As mentioned, the optical slave doesn’t seem to work well with IR triggers. There are ways around this issue, but it really makes lighting and shooting setups so simple when you don’t have to worry about cords or any other visible light burst.
The strobes recycle very quick, but an audible indicator would be welcome. Even my older Vivitar flashes like the 2500 had a beeper for that. Paul C. Buff, if Alien Bees ever do get this added feature, please be sure to give the beeper an off switch for those occasions when you don’t want to hear something like that.
A very personal aesthetic gripe, those ‘exciting’ colors aren’t necessary. Plain old black or grey is just fine. Maybe I’m just a nitpicker, but those Alien Green and Martian Pink options don’t work for me at all. Oh well, no one is forcing me to buy a Mello Yello strobe.
Whether operating a high dollar commercial studio or a budget studio in the garage or spare bedroom, the Alien Bees B400 is an excellent choice for a no-frills, manual exposure strobe. Well made and durable, they are also lightweight and inexpensive. A wide variety of optional accessories are usable for light modification.
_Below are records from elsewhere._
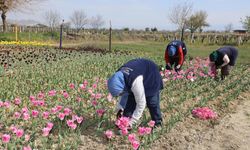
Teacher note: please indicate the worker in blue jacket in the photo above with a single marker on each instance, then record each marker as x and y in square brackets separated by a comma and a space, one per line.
[138, 82]
[175, 55]
[224, 58]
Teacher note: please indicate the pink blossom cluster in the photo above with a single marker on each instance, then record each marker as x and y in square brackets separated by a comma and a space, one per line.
[123, 124]
[34, 110]
[204, 113]
[198, 68]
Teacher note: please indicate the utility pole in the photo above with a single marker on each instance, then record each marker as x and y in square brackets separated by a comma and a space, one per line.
[110, 34]
[61, 30]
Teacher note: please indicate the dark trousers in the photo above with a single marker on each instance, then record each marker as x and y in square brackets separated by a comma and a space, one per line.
[153, 104]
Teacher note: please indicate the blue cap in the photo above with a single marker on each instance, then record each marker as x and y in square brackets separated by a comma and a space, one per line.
[116, 83]
[171, 50]
[213, 56]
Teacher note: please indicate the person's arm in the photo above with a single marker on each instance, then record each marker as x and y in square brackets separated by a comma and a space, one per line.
[181, 55]
[166, 57]
[226, 60]
[140, 99]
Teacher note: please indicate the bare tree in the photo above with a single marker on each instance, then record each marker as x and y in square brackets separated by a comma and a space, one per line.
[96, 22]
[229, 27]
[11, 5]
[79, 19]
[196, 22]
[179, 15]
[52, 19]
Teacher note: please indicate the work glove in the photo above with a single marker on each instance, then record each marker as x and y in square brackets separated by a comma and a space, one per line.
[119, 114]
[218, 67]
[133, 122]
[168, 67]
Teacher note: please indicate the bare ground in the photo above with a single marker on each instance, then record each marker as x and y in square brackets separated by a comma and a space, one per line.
[230, 132]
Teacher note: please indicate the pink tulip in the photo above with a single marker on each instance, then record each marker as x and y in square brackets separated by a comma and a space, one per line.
[50, 125]
[61, 116]
[71, 124]
[53, 110]
[109, 134]
[79, 120]
[17, 115]
[122, 122]
[27, 137]
[19, 133]
[98, 96]
[109, 97]
[40, 95]
[151, 123]
[52, 93]
[6, 104]
[148, 130]
[17, 101]
[45, 115]
[59, 107]
[100, 112]
[135, 145]
[67, 111]
[131, 137]
[65, 95]
[94, 86]
[94, 103]
[32, 98]
[13, 128]
[124, 131]
[26, 116]
[82, 86]
[46, 131]
[27, 148]
[142, 131]
[25, 110]
[35, 113]
[72, 86]
[85, 82]
[6, 138]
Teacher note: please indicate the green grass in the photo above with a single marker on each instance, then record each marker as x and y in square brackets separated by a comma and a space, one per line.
[158, 49]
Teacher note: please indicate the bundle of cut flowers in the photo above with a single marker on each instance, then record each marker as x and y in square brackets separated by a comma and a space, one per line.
[204, 113]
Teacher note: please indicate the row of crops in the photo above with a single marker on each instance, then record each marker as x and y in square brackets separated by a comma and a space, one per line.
[62, 96]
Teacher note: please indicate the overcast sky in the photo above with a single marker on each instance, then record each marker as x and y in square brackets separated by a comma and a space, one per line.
[139, 14]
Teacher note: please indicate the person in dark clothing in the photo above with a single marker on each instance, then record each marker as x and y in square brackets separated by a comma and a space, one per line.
[175, 54]
[138, 83]
[224, 58]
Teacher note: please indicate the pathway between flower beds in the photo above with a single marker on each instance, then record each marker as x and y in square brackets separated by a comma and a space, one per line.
[232, 132]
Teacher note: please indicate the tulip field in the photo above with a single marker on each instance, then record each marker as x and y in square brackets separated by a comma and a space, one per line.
[58, 99]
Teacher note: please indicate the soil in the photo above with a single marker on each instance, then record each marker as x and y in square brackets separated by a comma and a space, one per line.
[230, 132]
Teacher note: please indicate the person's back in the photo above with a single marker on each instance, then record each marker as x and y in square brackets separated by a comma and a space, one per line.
[174, 54]
[224, 58]
[151, 77]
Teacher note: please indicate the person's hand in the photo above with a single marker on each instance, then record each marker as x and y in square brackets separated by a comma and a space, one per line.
[119, 114]
[168, 67]
[178, 67]
[218, 67]
[132, 122]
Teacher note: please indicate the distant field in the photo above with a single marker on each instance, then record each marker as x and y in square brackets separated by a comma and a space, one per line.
[158, 48]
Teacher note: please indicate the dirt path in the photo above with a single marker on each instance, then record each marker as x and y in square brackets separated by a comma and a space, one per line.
[232, 132]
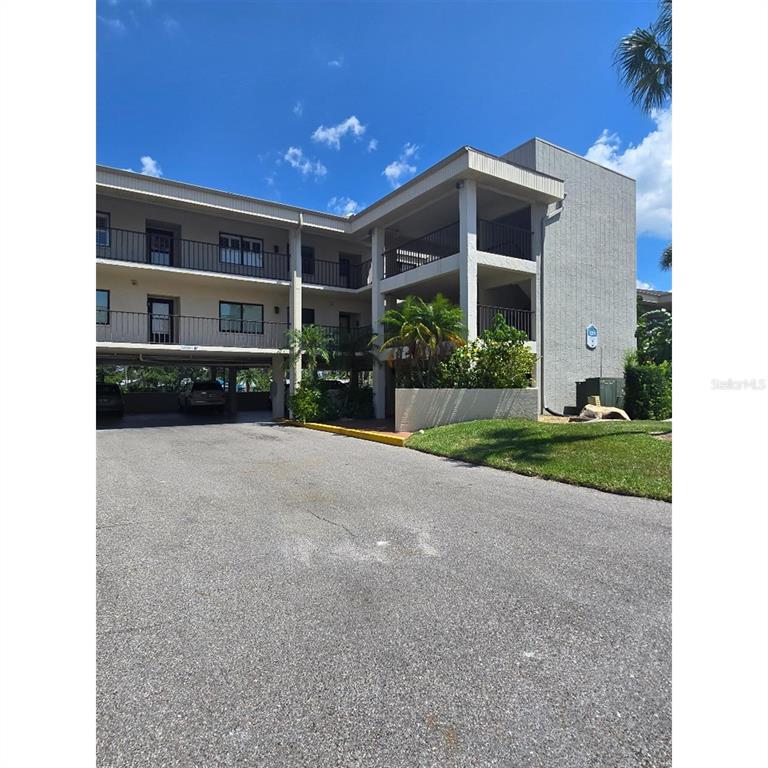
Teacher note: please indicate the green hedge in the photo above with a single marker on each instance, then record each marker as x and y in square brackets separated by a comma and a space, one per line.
[648, 391]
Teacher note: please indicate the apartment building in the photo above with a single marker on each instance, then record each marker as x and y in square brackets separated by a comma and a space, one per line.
[194, 276]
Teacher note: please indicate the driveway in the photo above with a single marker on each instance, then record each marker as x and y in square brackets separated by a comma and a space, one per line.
[271, 596]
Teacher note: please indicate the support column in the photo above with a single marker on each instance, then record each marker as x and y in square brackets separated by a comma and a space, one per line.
[232, 387]
[377, 310]
[468, 254]
[277, 390]
[294, 301]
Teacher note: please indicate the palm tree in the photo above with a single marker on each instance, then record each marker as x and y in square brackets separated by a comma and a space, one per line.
[427, 330]
[644, 61]
[666, 257]
[312, 341]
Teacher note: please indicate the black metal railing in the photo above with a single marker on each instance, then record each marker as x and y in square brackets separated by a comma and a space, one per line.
[522, 319]
[503, 240]
[339, 337]
[187, 330]
[431, 247]
[338, 274]
[143, 248]
[146, 248]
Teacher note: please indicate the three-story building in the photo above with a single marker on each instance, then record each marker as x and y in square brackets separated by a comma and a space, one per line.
[194, 276]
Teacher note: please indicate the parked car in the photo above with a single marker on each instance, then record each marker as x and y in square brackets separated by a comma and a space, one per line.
[202, 394]
[109, 399]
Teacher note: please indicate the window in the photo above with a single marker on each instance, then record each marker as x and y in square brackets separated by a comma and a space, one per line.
[236, 249]
[241, 318]
[102, 229]
[307, 260]
[102, 307]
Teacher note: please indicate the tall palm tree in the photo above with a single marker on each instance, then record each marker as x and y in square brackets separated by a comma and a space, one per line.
[311, 341]
[427, 330]
[666, 257]
[644, 61]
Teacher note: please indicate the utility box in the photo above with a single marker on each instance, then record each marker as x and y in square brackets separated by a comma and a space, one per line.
[610, 391]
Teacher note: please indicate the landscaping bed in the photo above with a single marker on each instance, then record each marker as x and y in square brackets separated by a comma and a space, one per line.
[616, 456]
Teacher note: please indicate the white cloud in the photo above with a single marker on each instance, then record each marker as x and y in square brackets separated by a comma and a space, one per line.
[343, 206]
[295, 158]
[116, 25]
[171, 25]
[399, 170]
[650, 163]
[150, 167]
[332, 136]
Simply put: They work. Since they are so reasonably priced, a very sophisticated studio lighting arrangement could be made around several of these strobes. In addition to the B400 160/WS, there are two higher power strobes available, the B800 320/WS and B1600 640/WS. All of the Alien Bees are very affordable and highly usable.
Minor nitpicking aside, these small strobes are perfectly able to do the job. Like a Chevy sedan does for transportation, these strobes will get you there. Sure, the Maserati and Mercedes are more sophisticated and have extra features, but they are still used as transportation, right?
So, there you have it. Alien Bees, the perfectly adequate Chevy sedan of studio strobes. How’s that for a tag line?